La campeona olímpica Simone Biles denuncia abusos sexuales del exmédico de la selección estadounidense

Simone Biles, la máxima estrella de la gimnasia mundial, denunció ayer a través de su cuenta de Twitter haber sufrido abusos sexuales por parte de Larry Nassar, quien fuera médico del equipo nacional de gimnasia estadounidense hasta 2015 y que, a día de hoy, cumple 60 años de condena por guardar en su ordenador hasta 37.000 imágenes de pornografía infantil. Con esta declaración, que llega en forma de carta y bajo el hashtag #Metoo, la cuatro veces campeona olímpica en Río 2016 se une a Gabby Douglas, Mckayla Maroney, Aly Raisman y otro centenar de gimnastas que ya acusaron a Nassar de haber actuado como un depredador sexual en el ejercicio de sus funciones.

"Yo también soy una de las muchas supervivientes que sufrieron abusos sexuales por Larry Nassar", explica la joven de 20 años en la carta, un documento lleno de valentía donde añade que "durante mucho tiempo me pregunté a mí misma: ¿fui demasiado ingenua? ¿fue mi culpa? Ahora sé las respuestas a estas preguntas. No. No, no fue mi culpa. No. No cargaré ni debería cargar la culpa que pertenece a Larry Nassar, la USAG y otros". De esta forma, la deportista estadounidense denuncia, al igual que muchas de las otras afectadas, la pasividad de la Federación de Gimnasia de Estados Unidos (USAG) frente a las quejas de las víctimas.

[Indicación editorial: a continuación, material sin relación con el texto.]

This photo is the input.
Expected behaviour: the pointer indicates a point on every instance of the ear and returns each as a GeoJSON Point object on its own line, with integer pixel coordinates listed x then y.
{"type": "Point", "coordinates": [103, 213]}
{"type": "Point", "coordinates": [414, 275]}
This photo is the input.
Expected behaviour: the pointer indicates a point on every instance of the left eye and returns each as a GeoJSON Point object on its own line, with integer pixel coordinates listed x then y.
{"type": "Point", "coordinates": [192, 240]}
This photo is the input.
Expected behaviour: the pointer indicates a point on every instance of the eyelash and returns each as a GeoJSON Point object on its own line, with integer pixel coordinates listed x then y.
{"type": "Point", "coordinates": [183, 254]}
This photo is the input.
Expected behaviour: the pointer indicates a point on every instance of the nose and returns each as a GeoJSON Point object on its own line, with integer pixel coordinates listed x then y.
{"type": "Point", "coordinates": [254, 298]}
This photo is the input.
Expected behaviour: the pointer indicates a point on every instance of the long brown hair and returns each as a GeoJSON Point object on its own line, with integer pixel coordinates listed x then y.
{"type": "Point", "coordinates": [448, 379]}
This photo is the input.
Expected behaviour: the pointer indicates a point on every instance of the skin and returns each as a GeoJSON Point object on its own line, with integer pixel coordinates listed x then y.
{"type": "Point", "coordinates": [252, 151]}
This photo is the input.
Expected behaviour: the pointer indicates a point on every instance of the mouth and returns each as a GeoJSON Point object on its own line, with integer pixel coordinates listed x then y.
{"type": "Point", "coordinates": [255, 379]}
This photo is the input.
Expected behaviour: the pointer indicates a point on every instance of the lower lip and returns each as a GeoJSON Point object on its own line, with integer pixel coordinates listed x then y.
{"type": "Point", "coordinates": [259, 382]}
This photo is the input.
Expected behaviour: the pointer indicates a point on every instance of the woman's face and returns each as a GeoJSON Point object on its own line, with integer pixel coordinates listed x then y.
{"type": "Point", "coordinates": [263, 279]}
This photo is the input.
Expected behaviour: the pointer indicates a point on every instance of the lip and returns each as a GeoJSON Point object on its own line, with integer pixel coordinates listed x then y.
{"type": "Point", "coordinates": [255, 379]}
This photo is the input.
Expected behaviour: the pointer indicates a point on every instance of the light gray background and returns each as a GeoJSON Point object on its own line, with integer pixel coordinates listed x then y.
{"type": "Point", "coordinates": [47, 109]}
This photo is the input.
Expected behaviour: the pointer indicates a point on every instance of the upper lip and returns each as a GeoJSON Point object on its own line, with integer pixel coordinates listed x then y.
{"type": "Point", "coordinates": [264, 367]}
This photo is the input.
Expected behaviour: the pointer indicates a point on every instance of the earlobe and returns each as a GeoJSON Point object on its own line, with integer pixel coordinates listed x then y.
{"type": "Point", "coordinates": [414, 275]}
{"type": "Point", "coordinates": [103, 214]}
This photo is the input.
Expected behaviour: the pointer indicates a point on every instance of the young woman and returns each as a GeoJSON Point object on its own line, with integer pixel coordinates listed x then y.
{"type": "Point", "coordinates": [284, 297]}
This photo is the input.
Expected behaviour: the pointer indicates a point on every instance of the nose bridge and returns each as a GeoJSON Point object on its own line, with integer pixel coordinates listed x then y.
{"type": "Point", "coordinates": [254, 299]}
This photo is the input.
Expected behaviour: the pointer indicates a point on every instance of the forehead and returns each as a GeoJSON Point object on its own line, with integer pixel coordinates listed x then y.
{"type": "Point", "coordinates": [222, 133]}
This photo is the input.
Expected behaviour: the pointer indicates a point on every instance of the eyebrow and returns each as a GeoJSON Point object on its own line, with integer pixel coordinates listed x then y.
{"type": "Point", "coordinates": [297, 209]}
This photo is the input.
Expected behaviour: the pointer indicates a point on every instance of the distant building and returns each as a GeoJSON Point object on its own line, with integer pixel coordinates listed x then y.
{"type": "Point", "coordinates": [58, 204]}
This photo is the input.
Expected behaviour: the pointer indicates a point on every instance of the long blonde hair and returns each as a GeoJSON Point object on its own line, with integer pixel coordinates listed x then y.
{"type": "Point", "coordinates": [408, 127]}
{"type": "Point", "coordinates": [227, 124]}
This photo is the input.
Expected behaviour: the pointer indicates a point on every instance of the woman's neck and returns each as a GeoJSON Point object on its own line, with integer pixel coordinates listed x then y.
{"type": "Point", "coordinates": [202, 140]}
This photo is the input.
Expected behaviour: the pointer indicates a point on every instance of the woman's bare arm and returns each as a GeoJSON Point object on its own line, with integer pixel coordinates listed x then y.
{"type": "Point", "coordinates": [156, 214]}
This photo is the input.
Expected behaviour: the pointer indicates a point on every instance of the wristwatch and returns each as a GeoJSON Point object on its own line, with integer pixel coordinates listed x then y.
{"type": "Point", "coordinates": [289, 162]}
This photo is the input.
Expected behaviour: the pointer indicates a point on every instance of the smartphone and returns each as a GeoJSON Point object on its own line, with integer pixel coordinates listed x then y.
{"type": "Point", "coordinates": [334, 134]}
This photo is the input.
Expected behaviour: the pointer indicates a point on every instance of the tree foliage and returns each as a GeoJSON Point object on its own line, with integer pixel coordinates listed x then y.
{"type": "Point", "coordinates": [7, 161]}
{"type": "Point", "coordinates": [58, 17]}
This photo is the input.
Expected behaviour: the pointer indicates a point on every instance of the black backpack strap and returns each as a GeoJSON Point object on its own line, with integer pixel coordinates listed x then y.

"Este comportamiento es completamente inaceptable, desagradable y abusivo, especialmente viniendo de alguien en quien me dijeron que confiara", añade Biles sobre Nassar. Un médico supuestamente de confianza que reconoció el pasado noviembre ante un tribunal haber aprovechado su situación durante 29 años para realizar procesos médicos ilegítimos donde penetraba con los dedos a las niñas que atendía. Nassar, de 51 años, ya se ha declarado culpable de siete casos de abusos sexuales, tres de ellos a menores de 13 años.

Simone Biles, la última víctima de una lista negra que parece no tener fin, se lamenta de tener que regresar continuamente al mismo centro de entrenamiento donde sufrió algo tan espantoso. No obstante, en su emotiva carta también se muestra fuerte y pide dos deseos. El primero, que se haga todo lo posible para que algo así no vuelva a suceder jamás. Lo segundo, que respeten su privacidad en adelante para que pueda continuar luchando contra el dolor. Si hace unos días recordábamos que el 2017 había sido el año en el que las mujeres dijeron ‘basta’, todo parece apuntar que en el 2018 las mujeres van a continuar hablando alto y claro contra el acoso y los abusos sexuales.